Manhã de sábado num shopping da cidade do Porto. Uma dezena de crianças brinca no parque de diversões interior. Observo os meus filhos, entretidos um com o outro e com os outros.
Uma menina dança. Interage pouco com os brinquedos e com as estruturas por onde as restantes crianças trepam, deslizam e escorregam. Ela dança. Abre os braços e rodopia. Ocasionalmente, corre. Salta. Uma criança a ser criança.
A mãe, como os outros pais que ali estão, vai alertando: “Cuidado com o bebé, tens um menino atrás de ti…”

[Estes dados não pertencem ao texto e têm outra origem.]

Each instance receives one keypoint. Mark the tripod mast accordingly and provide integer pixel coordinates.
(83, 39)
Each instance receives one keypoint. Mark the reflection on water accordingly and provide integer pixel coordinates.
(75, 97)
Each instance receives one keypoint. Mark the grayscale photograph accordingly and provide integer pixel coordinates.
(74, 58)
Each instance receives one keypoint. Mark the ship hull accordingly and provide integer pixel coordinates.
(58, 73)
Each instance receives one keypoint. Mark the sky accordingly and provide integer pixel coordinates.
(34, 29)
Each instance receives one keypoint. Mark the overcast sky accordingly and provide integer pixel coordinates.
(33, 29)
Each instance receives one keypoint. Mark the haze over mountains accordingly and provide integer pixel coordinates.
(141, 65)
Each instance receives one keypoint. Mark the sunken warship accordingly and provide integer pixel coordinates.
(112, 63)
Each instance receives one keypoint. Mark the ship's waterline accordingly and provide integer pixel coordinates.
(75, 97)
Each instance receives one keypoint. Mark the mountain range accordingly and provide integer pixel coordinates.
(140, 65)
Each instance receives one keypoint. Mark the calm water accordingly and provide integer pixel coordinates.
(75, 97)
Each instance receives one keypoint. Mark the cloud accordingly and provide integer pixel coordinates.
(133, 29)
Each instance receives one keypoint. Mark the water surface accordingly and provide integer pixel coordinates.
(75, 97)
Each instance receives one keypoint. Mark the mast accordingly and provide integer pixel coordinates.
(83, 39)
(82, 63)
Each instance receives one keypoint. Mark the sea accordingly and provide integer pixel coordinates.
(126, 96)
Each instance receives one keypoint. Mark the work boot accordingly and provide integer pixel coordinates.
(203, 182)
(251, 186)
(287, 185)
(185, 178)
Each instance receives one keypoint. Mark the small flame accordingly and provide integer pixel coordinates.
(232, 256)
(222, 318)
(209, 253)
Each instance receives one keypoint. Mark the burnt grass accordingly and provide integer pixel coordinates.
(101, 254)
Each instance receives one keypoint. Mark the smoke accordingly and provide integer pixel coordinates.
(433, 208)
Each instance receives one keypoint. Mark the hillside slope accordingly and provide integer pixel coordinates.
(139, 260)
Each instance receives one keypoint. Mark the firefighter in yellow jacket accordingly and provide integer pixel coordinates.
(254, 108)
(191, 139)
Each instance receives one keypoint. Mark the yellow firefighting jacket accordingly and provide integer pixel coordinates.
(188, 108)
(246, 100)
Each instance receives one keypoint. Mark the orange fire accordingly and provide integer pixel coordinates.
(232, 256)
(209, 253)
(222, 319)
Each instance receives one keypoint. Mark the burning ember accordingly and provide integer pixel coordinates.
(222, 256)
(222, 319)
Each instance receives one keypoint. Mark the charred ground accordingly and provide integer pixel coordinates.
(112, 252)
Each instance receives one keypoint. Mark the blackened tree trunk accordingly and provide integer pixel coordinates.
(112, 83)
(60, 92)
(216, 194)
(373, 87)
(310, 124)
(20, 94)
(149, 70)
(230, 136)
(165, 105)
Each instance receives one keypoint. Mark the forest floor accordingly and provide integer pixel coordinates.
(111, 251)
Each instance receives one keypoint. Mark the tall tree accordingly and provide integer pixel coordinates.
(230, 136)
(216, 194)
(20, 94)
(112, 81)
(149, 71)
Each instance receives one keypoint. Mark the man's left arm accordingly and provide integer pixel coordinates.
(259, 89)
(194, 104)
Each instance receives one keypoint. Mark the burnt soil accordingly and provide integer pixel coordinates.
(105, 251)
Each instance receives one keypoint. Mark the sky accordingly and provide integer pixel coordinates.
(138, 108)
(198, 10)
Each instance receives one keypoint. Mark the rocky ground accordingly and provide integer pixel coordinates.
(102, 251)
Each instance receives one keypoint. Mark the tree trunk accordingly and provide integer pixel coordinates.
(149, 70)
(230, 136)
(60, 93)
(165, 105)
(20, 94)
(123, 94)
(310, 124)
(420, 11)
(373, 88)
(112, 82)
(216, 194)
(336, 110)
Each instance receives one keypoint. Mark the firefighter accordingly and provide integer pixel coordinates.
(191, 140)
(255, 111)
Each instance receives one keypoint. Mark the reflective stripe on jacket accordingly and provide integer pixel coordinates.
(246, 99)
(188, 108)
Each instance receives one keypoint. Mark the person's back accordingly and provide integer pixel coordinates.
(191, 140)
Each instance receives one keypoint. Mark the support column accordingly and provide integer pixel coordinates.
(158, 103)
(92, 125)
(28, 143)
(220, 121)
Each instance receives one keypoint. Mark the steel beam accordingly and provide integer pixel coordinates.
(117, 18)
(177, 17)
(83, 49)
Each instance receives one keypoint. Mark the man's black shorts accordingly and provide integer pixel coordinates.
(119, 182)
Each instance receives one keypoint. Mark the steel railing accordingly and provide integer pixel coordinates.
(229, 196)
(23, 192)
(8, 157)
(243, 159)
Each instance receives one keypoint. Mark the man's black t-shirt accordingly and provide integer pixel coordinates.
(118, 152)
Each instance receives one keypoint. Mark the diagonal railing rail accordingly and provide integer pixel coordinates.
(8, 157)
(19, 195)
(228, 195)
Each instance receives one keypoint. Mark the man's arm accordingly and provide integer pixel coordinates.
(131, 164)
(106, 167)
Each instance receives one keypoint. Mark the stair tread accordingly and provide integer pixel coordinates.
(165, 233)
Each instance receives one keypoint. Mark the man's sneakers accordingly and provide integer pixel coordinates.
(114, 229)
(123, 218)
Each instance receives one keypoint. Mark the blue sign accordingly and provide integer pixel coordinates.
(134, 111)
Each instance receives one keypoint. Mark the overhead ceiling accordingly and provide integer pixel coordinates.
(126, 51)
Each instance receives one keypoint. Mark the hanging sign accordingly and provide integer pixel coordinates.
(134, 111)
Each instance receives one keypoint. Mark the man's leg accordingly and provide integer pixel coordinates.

Ela sorri e vai saudando as outras crianças. Distribui beijinhos. Uma criança visivelmente feliz.
A dada altura, o Eduardo vem ter comigo. Ela corre atrás dele. Baixo-me em direcção ao meu filho e a mãe da menina, ao meu lado avisa: “Cuidado com o bebé!”

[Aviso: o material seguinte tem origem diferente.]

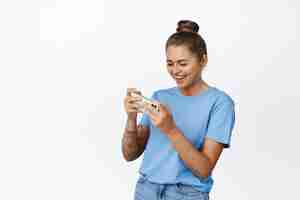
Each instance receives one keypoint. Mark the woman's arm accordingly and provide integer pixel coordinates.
(134, 140)
(200, 162)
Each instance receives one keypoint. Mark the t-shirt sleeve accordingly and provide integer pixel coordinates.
(145, 120)
(221, 121)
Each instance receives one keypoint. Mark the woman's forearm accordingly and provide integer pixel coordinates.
(195, 160)
(130, 147)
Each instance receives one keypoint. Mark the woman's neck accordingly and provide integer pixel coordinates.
(195, 88)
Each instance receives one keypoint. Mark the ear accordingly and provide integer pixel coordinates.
(204, 60)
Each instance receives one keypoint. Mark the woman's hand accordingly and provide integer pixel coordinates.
(131, 103)
(162, 119)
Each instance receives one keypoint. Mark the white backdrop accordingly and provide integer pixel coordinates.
(65, 66)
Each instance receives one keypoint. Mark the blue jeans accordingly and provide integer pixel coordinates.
(146, 190)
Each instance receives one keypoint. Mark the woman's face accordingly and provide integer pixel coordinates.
(183, 66)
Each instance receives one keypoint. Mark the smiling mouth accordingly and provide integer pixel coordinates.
(180, 78)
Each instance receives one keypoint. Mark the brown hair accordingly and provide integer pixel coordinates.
(187, 35)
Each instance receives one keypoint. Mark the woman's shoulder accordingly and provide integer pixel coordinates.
(221, 96)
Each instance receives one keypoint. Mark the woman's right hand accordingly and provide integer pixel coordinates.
(131, 103)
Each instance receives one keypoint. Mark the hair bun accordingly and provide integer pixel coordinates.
(187, 26)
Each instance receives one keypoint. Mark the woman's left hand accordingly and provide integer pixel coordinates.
(162, 119)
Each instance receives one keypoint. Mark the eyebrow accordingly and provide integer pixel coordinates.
(180, 60)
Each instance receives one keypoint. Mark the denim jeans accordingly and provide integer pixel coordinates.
(146, 190)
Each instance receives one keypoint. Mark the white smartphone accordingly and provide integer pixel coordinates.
(145, 102)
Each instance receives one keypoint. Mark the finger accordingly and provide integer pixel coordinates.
(152, 111)
(130, 90)
(133, 99)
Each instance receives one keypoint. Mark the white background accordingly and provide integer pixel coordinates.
(65, 66)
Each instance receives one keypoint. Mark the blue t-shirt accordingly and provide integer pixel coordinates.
(208, 114)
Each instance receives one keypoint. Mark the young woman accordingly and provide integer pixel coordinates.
(183, 141)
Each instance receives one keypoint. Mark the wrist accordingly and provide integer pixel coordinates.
(172, 131)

– Olá! – diz-me a menina – como te chamas?
– Olá, sou o António.
– E o bebé, como se chama?
– Eduardo.
– Muito prazer conhecer-vos!
– Igualmente.
E, só neste momento, reparo em algo diferente nos olhos da menina. É cega.
Apesar disso, brinca com a maior naturalidade e exibe uma felicidade contagiante.
Mais impressionante, no bom sentido, é a naturalidade da mãe. Ao contrário do que muitas vezes vemos por aí, não faz questão de “exibir” a diferença da filha. Não tem aquele ar sofrido, de “coitadinha”. Não está permanentemente “em cima” da menina. Não exige mais cuidado aos outros. Pelo contrario. A dada altura, a menina chocou com outra e a senhora pediu desculpa ao pai.
“Desculpe, não foi por mal, a minha filha não vê.”
A criança continuou a brincar. Veio ter comigo mais algumas vezes.
– Sabes, está aqui um colchão. Contas até 3 para eu saltar para cima dele? Quando eu saltar fazes “weeeeee”!
Quando vínhamos embora, perguntei ao Lucas:
– Reparaste que estiveste a brincar com uma menina cega?
– Não… qual delas era cega?
Tantas lições em 45 minutos.
A mãe ensinou-nos que a igualdade é mesmo isso: naturalidade. É não querer mais, nem menos.
O Lucas, o Eduardo e as outras crianças ensinaram-nos que quando estamos a brincar, no fundo, a viver a Vida, o que importa é a atitude e não os meios que temos à nossa disposição.
A menina ensinou-nos que “ver não é só olhar”.
P.S. – “Ver não é só olhar” era o título do meu manual de Educação Visual do 5º ano. Fixei este chavão e uso-o muitas vezes.